赤ちゃんのお腹や背中に赤い湿疹ができる原因は?考えられる病気一覧!

赤ちゃんのお腹や背中にできる赤い湿疹は、発疹なのか、それとも皮膚の湿疹なのか、見分けるのは難しいもの。しかし「いつもと違う」と感じたらまず赤ちゃんの様子を確認して、変化があればすぐに病院へ行くことが大切です。今回は、赤ちゃんお腹や背中に見られる赤い湿疹で考えられる病気を一覧にしてご紹介します!

赤ちゃんのお腹や背中に赤い湿疹ができる原因とは?

お腹にできた湿疹

発疹

「発疹」は、皮膚に現れるさまざまな症状の皮膚炎の総称で、その中に湿疹も含まれています。

赤ちゃんの発疹には、病気が原因で高熱を伴う症状と、熱を伴わない症状の2種類に分かれます。また、発疹が現れる場所や、発疹と併発する体の異変も症状によって異なります。

乳児湿疹

新生児期から、1歳児までの乳児期特有の肌荒れ全般を指す「乳児湿疹」。おむつかぶれやニキビ、乾燥などによる赤い湿疹ができるのが特徴です。

生後半年~1歳を過ぎると徐々に肌の機能も備わり、外部刺激に対して強くなるため、湿疹が起こりにくくなります。

赤ちゃんのお腹や背中に赤い湿疹ができる病気(感染症)

赤ちゃん 発疹 症状

突発性発疹

発症時期:生後6ヶ月~1歳(1年中)
症状:発熱(38℃以上)(熱性けいれん)/赤い発疹
原因:ヒトヘルペスウイルス6型 or 7型の飛沫感染
治療:症状に応じた治療(解熱剤/けいれん止め)

突然高熱が出て、それ以外目立った症状がなく、熱が下がるとお腹を中心に赤い湿疹が現れます。赤ちゃんの初めての病気が、突発性湿疹ということも珍しくありません。十分に水分補給をして、自宅で安静にしてください。

手足口病

●発症時期:生後6ヶ月~4、5歳(夏)
●症状:赤い発疹/発熱(ないことも)
●原因:コクサッキーA16ウイルス/エンテロウイルス71型などの飛沫・便による感染
●治療:抗生物質は効かず特効薬もなし。自然治癒

病名の通り、手足や口に周囲が赤く真ん中が白い水疱ができます。水疱が破れると、ただれや痛みを伴うため、不機嫌になったり食欲不振になったりします。
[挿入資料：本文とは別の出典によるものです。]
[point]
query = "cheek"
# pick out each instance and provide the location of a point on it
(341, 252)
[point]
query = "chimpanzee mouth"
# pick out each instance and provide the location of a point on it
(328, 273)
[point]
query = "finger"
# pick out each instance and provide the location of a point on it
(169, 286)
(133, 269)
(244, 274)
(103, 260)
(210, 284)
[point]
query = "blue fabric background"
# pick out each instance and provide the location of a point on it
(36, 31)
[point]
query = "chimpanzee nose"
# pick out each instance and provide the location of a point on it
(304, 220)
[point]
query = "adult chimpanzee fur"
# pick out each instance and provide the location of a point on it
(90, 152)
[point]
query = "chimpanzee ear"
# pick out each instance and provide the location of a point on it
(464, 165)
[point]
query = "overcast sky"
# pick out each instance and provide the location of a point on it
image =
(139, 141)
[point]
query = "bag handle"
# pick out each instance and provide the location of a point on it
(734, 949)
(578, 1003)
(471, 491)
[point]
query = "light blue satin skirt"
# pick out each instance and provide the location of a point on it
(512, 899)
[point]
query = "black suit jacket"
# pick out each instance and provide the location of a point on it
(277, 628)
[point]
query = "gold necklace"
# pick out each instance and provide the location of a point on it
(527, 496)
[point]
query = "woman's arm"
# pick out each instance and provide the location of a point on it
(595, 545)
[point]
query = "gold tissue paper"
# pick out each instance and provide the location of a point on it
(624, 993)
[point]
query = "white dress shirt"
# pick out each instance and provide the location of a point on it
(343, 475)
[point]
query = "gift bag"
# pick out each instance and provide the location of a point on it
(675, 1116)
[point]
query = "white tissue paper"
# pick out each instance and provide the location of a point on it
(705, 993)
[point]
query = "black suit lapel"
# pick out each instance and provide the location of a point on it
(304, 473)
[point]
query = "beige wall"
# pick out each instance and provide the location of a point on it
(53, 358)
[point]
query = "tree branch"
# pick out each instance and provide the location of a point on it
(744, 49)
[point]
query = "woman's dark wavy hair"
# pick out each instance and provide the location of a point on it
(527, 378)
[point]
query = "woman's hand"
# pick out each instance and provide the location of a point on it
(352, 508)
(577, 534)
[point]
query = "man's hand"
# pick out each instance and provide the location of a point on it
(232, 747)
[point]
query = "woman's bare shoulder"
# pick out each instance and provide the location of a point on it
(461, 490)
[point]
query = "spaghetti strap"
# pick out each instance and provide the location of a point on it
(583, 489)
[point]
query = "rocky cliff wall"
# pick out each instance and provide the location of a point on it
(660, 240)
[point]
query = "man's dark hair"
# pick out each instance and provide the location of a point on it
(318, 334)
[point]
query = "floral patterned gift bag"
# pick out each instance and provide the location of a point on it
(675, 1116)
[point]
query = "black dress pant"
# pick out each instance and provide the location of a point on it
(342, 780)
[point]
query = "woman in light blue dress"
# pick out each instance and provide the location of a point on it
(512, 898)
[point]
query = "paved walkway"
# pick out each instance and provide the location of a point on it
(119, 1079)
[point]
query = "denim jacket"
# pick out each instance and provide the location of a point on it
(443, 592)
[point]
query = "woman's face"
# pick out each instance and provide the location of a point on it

口当たりのよい食べ物や、栄養のあるスープを、何回かに分けて少しずつ与えましょう。痛みがひどいようなら、脱水症状に気を付けて意識的に水分補給をしてください。

溶連菌感染症

●発症時期:4~7歳が多く、2~3歳・大人もかかる(秋~春)
●症状:発熱/喉の痛み/赤い発疹/イチゴ舌
●原因:溶連菌患者の咳やくしゃみ、皮膚への接触感染
●治療:抗菌薬

突然、喉の痛みや発熱が出て、喉の奥が真っ赤になります。首のリンパ節の腫れや嘔吐、腹痛を伴うことも。舌に赤いポツポツが出たり、手首や足首、そしてお腹などの全身に発疹が現れたりします。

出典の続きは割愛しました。